Building a JSON data store

This query pulls down a set of identifiers and descriptors for INEGI's socio economic data.

library(RODBC)
con <- odbcConnect("gisdb")


d <- sqlQuery(con, "select * from inegi.ids")
d <- data.frame(id = d$var_id, variable = d$variable)

Using the json package

The json package writes out R objects as JSON. However this does not produce exactly the format needed by default.

library(rjson)
toJSON(head(d))

## [1] "{\"id\":[3103004004,5300000069,3103004005,5300000079,3103004003,5300000059],\"variable\":[\"Porcentaje de hombres ocupados en el sector primario\",\"Total de personal no dependiente de la raz\\u00f3n social. Sector 48-49. Transportes.\",\"Porcentaje de hombres ocupados en el sector secundario\",\"Personal remunerado. Sector 48-49. Transportes.\",\"Porcentaje de poblaci\\u00f3n total ocupada en el sector terciario\",\"Total de personal dependiente de la raz\\u00f3n social. Sector 48-49. Transportes.\"]}"

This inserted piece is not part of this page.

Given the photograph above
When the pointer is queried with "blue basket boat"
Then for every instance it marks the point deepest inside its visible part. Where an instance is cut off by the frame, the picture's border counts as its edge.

We need the values to be repeated in this sort of format

toJSON(d[1, ])

## [1] "{\"id\":3103004004,\"variable\":\"Porcentaje de hombres ocupados en el sector primario\"}"

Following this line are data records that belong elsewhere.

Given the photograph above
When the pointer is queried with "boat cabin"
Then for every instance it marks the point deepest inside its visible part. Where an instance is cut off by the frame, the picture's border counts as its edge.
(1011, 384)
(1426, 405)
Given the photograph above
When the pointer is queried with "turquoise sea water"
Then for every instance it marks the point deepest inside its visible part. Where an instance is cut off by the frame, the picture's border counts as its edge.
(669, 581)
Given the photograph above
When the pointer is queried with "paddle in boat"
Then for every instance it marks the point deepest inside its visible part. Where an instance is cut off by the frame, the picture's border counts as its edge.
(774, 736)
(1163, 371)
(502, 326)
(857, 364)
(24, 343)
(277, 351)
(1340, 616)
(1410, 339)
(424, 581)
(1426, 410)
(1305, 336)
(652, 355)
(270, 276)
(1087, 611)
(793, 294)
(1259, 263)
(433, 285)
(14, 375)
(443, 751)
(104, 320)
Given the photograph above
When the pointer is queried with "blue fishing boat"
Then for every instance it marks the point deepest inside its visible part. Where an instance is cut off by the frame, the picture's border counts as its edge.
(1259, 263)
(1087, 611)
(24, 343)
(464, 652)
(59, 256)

So applying a function across the rows produces the data store format.


f <- function(x) cat(toJSON(x), ",")
sink("/var/www/apps/inegi/INEGI.json")
cat("[")
apply(d, 1, f)
cat("]")
sink()

One problem arose in this case. The final line includes an extra comma and a NULL value. It looks like this

“Total de gastos por consumo de bienes y servicios. Sector 21. Miner\u00eda.”} ,{“id”:“1010000033”,“variable”:“Subestaciones de transmisi\u00f3n de energ\u00eda el\u00e9ctrica”} ,NULL ]

The easiest way to deal with this in this case was just to open the store in a text editor and remove the last comma and NULL.

“Total de gastos por consumo de bienes y servicios. Sector 21. Miner\u00eda.”} ,{“id”:“1010000033”,“variable”:“Subestaciones de transmisi\u00f3n de energ\u00eda el\u00e9ctrica”} ]